La abuela (mi suegra vietnamita) ha traído quince kilos de rambután, dos racimos completos de bananas de un metro de altura y una gallina viva, como detalle de su visita relámpago al delta del Mekong, ida y vuelta en un día, a donde fue invitada a una fiesta de los muertos. La dead people party suele ser, al menos la primera vez, una celebración de colores y actitudes alegres, con ropas blancas, cintos de telas rojas, y música estridente y rimbombante.

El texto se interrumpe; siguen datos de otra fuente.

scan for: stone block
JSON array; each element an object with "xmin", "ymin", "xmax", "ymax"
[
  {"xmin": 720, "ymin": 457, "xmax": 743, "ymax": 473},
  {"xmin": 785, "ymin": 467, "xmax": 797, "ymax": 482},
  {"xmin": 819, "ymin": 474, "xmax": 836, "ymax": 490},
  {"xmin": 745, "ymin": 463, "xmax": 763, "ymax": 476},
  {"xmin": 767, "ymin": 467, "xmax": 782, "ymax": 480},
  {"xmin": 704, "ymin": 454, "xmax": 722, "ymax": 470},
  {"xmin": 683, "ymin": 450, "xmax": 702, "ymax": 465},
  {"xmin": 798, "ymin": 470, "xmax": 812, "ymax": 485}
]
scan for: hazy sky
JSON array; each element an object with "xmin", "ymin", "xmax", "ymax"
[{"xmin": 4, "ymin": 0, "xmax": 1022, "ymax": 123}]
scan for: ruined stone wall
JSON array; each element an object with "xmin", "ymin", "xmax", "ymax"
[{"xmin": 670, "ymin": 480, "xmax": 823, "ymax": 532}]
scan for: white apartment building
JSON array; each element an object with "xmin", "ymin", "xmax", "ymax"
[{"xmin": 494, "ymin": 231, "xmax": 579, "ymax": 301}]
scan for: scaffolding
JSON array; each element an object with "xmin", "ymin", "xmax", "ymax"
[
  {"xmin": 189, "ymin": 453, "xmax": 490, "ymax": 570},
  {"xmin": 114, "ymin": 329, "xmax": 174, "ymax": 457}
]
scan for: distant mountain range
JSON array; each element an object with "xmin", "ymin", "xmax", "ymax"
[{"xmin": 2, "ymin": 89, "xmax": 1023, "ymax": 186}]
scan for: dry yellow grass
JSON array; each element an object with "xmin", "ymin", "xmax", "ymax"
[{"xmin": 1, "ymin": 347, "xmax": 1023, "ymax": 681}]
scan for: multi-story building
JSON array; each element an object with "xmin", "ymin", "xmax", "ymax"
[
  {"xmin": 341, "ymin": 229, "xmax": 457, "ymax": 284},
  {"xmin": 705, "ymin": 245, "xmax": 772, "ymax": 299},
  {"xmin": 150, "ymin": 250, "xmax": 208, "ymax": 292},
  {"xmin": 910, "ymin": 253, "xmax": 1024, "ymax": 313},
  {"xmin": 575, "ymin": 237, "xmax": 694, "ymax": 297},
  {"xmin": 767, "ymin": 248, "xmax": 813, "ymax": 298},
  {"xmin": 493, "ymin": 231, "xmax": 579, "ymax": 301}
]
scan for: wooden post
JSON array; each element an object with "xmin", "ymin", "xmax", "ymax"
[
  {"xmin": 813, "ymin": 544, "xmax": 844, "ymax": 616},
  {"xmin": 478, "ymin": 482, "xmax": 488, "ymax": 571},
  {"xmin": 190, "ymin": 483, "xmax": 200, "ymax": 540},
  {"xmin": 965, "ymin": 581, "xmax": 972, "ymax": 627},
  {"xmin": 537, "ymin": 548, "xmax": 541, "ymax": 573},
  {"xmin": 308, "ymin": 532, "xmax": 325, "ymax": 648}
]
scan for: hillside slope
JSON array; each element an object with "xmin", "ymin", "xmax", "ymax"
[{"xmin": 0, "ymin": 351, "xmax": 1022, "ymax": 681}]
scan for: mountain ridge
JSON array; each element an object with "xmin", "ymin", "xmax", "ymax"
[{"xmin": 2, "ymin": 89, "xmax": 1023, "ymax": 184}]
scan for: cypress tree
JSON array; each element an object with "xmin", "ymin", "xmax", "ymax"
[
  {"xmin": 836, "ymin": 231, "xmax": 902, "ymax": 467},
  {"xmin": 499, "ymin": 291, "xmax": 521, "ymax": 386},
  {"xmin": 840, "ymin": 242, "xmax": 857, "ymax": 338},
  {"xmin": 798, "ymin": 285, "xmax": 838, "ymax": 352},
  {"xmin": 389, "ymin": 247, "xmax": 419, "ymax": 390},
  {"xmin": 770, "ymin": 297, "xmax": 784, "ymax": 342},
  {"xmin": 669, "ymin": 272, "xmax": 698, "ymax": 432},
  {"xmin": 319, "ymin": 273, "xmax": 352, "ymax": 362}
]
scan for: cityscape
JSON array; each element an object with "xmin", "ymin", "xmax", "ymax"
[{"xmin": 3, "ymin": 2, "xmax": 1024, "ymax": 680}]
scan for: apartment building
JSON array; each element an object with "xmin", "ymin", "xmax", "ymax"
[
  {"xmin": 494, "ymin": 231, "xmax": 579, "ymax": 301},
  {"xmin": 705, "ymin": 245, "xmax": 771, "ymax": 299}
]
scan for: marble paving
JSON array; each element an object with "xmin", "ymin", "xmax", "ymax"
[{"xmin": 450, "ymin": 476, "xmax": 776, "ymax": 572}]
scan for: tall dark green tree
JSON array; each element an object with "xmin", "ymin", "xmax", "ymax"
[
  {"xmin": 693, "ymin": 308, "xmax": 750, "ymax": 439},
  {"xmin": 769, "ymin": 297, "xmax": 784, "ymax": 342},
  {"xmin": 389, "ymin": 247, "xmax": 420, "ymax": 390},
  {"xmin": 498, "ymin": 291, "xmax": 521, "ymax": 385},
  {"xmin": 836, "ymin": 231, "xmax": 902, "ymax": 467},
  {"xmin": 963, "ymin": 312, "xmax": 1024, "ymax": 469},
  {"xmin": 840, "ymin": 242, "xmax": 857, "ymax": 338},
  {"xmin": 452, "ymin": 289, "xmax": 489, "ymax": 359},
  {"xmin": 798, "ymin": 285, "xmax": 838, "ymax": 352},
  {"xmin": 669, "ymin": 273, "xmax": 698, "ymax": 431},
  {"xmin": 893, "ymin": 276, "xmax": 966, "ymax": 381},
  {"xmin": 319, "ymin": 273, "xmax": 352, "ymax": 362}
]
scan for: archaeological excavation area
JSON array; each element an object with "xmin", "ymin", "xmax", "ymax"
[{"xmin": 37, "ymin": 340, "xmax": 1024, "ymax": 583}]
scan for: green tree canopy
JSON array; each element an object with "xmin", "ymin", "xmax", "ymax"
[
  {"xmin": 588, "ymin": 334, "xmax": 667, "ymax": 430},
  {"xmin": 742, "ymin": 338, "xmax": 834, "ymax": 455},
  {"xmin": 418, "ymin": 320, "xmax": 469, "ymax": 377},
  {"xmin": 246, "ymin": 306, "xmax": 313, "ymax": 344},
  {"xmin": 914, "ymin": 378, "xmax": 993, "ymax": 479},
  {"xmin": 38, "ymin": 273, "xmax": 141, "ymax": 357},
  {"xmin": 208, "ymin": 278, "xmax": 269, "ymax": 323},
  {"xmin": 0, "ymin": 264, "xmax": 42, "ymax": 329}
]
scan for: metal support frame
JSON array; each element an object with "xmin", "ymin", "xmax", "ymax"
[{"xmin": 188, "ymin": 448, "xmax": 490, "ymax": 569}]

Nam se mete en la cocina con su paso rápido, escorando a babor y estribor, como los hombres vietnamitas de cierta edad y posición, cuando su centro de gravedad se desplaza a ese balón cárnico entre sus columnas y ombligos. No doy un céntimo por la gallina, que cacarea su última súplica antes de la guillotina. La escena ya de por sí pintoresca, más aún por cuanto sucede en un apartamento de un edificio de 35 plantas, me retrotrae a la cocina de mi abuela, en Vilanova de Meià, donde en mi infancia tuve ocasión de ver matar a conejos y gallinas, y de ir a buscar la leche al corral, (tenía que esperar a veces a que el granjero despegara las manos de las ubres vacunas, o limpiara el pasillo de las boñigas). Todavía ahora, 30 años más tarde, 16.000 kilometros más lejos, recuerdo el aroma a leche que hierve, a grasa, a frío y a humo de leña que se colaba por la ventana de esa cocina.